C'est le cas de Beaucage Chevrolet Cadillac de Sherbrooke, que l'homme d'affaires Daniel Beaucage souhaite fermer aussi rapidement que possible. Celui-ci est en pourparlers avec son compétiteur Thibault Pontiac Buick de Sherbrooke afin de lui céder inventaire, pièces et outils.
«De toute façon, on n'a pas l'inventaire pour rester ouverts jusqu'en décembre 2009 (date de fermeture fixée par GM), explique M. Beaucage. Toutefois, il nous faut l'accord de GM pour fermer plus tôt.» Les autorisations sont demandées.
Et avant même l'annonce de GM qui a pris tout le monde par surprise, le groupe Beaucage, qui possède 15 autres bannières à Sherbrooke, Granby et Drummondville, projetait ouvrir deux nouveaux concessionnaires. «On suivait les échéanciers.» Ça risque maintenant d'aller plus vite.
Impossible toutefois de savoir quelles bannières seront exploitées ou encore dans quelles villes. Une chose est sûre, «on a entre les mains un bâtiment à usage unique. On ne s'en servira pas pour louer des cassettes», illustre Daniel Beaucage.
Du côté de Lamoureux Pontiac Buick de Coaticook, Marie-Claude Lamoureux indique que la décision finale n'est pas prise, malgré le fait que GM avait donné jusqu'à mardi à ses franchisés pour accepter ou refuser son offre.
«La date la plus importante pour nous est le 1er juin, car c'est là où GM prendra sa décision concernant la loi sur la faillite. D'ici là, rien ne prévaut.»
Toutefois, Mme Lamoureux confirme que des démarches sont entreprises avec d'autres fabricants, bien que tout soit en suspens pour l'instant. «On ne se fie pas à GM dans le contexte actuel et on a 17 emplois à sauvegarder», lâche-t-elle.
Pourtant, il y a 57 ans et trois générations que la famille Lamoureux est associée à GM à Coaticook. La précipitation avec laquelle le fabricant a annoncé les coupes laisse-t-elle un petit goût amer? «Un gros goût amer», confirme Mme Lamoureux, qui avoue ne pas comprendre les critères de GM.
Daniel Beaucage se risque à spéculer. «Il y avait 10 ans que je disais qu'il y avait trop de concessions GM dans la région. Non, une concession ne coûte rien à GM et il n'économisera pas avec les fermetures. Mais le réseau doit être rentable. Si le concessionnaire ne fait pas d'argent, tout le monde s'en ressent. Et au volume de voitures qu'ils pensent produire, je pense qu'ils vont finir à la moitié de ce que c'est présentement.»

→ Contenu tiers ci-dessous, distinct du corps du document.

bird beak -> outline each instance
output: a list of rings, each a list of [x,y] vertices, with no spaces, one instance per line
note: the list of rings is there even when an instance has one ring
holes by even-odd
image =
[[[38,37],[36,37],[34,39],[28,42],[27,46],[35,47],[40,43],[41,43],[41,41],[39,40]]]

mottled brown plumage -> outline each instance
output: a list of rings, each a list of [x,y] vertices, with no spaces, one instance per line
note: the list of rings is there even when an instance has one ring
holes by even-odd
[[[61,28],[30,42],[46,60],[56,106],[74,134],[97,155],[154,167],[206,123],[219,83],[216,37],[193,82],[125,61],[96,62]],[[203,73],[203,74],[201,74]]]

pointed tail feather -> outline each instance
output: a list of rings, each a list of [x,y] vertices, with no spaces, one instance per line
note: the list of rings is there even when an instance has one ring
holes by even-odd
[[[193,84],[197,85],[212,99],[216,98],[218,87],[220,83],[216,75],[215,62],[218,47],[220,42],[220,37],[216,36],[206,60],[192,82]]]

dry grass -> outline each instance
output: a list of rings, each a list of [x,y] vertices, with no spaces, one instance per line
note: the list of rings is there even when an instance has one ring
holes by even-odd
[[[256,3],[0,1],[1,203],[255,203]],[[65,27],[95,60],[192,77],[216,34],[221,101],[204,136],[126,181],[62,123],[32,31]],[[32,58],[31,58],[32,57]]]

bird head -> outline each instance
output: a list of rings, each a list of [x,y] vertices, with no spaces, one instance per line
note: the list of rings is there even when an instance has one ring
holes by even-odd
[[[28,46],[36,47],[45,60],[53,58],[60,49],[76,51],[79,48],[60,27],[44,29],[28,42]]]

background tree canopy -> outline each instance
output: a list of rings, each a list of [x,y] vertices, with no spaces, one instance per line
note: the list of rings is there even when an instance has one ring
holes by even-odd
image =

Et pourquoi ne pas avoir laissé les concessionnaires choisir s'ils voulaient se dissocier? «Personne n'aurait voulu, répond M. Beaucage. Tout le monde aurait attendu en espérant que le marché reprenne. GM a pris la bonne décision», estime-t-il, tout en se disant attristé de tourner cette page d'histoire.
Comme il l'avait laissé entendre la veille, le propriétaire de Dubois Pontiac Buick GMC de Plessisville, Jean-François Dubois, n'a pas apposé sa griffe au bas de la proposition de GM de fermer sa concession moyennant une compensation financière.
Le plus important vendeur de camions GMC en province au cours des dernières années a indiqué que la décision de l'entreprise était irréfléchie et a mis le dossier entre les mains de ses avocats afin que, non seulement, il puisse continuer de représenter la bannière jusqu'à l'échéance de son contrat prévu pour octobre 2010, mais qu'il puisse aussi renouveler l'entente.
Éric Thibodeau, président de Thibodeau Chevrolet Cadillac de Victoriaville, a, quant à lui, indiqué qu'il avait accepté l'offre et qu'il fermera ses portes dès que les 36 véhicules neufs et 40 véhicules usagers seront liquidés. À Drummondville, Pierre Larocque, propriétaire de Larocque Pontiac Buick GMC, a exprimé son intention de rapatrier autos, bannières et employés au Garage Montplaisir, concessionnaire Chevrolet Cadillac qui est également sa propriété.
La Tribune a tenté en vain hier de connaître les intentions de Dyson et Armstrong de Richmond et de Thibault Pontiac Buick de Magog.